### Imports

In [1]:
import numpy as np

import tensorflow as tf
from tensorflow.keras.layers import LSTM, TimeDistributed, Activation, Bidirectional, ConvLSTM2D, Attention, Dense, Flatten, MaxPool3D, MaxPool2D,BatchNormalization, Conv3D, GRU
from tensorflow.keras import Model
from tensorflow.keras.backend import ctc_batch_cost, ctc_decode, ctc_label_dense_to_sparse, get_value
from tensorflow.keras import Sequential
from tensorflow.keras.layers import Input

import Levenshtein as Lev
import sys
from string import ascii_uppercase

from data_generator import DataGenerator

In [2]:
print(tf.__version__)

2.0.0


In [3]:
tf.test.is_gpu_available()

True

### Paths

In [4]:
train_path = "./LibriSpeech100/train/train_all/"
dev_path = "./LibriSpeech100/dev/dev_all/"
test_path = "./LibriSpeech100/test/test_all/"

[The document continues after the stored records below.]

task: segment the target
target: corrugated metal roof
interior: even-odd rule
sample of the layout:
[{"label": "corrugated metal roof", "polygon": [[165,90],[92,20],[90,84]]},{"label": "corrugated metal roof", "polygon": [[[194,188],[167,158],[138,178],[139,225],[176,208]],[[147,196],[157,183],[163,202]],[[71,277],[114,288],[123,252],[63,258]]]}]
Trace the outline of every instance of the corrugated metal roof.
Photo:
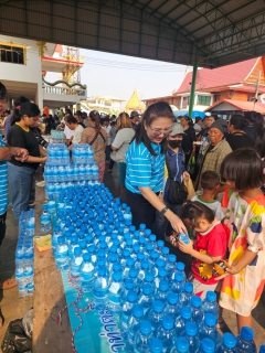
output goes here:
[{"label": "corrugated metal roof", "polygon": [[199,66],[265,54],[263,0],[9,0],[0,33]]}]

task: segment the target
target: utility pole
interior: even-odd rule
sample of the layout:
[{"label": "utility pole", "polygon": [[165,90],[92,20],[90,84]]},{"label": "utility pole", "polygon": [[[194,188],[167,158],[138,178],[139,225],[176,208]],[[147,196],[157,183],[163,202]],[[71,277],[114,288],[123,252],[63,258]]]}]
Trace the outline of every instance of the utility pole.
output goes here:
[{"label": "utility pole", "polygon": [[256,82],[255,99],[254,99],[253,110],[255,110],[256,103],[257,103],[258,88],[259,88],[261,77],[262,77],[262,72],[259,71],[259,72],[258,72],[258,76],[257,76],[257,82]]}]

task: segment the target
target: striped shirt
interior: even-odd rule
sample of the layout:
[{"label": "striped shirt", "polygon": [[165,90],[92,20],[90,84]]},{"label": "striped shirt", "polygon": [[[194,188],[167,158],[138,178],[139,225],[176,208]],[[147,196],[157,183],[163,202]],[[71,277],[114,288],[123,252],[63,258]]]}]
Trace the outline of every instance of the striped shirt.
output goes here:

### Create DataGenerator objects

In [5]:
train_data = DataGenerator(train_path)
val_data = DataGenerator(dev_path)
test_data = DataGenerator(test_path)

### Word Error Rate

In [10]:
def wer(s1, s2):

    s1 =s1.lower()
    s2 =s2.lower()
    b = set(s1.lower().split() + s2.lower().split())
    
    word2char = dict(zip(b, range(len(b))))

    w1 = [chr(word2char[w]) for w in s1.split()]
    w2 = [chr(word2char[w]) for w in s2.split()]
    return Lev.distance(''.join(w1), ''.join(w2))/float(len(s2.split()))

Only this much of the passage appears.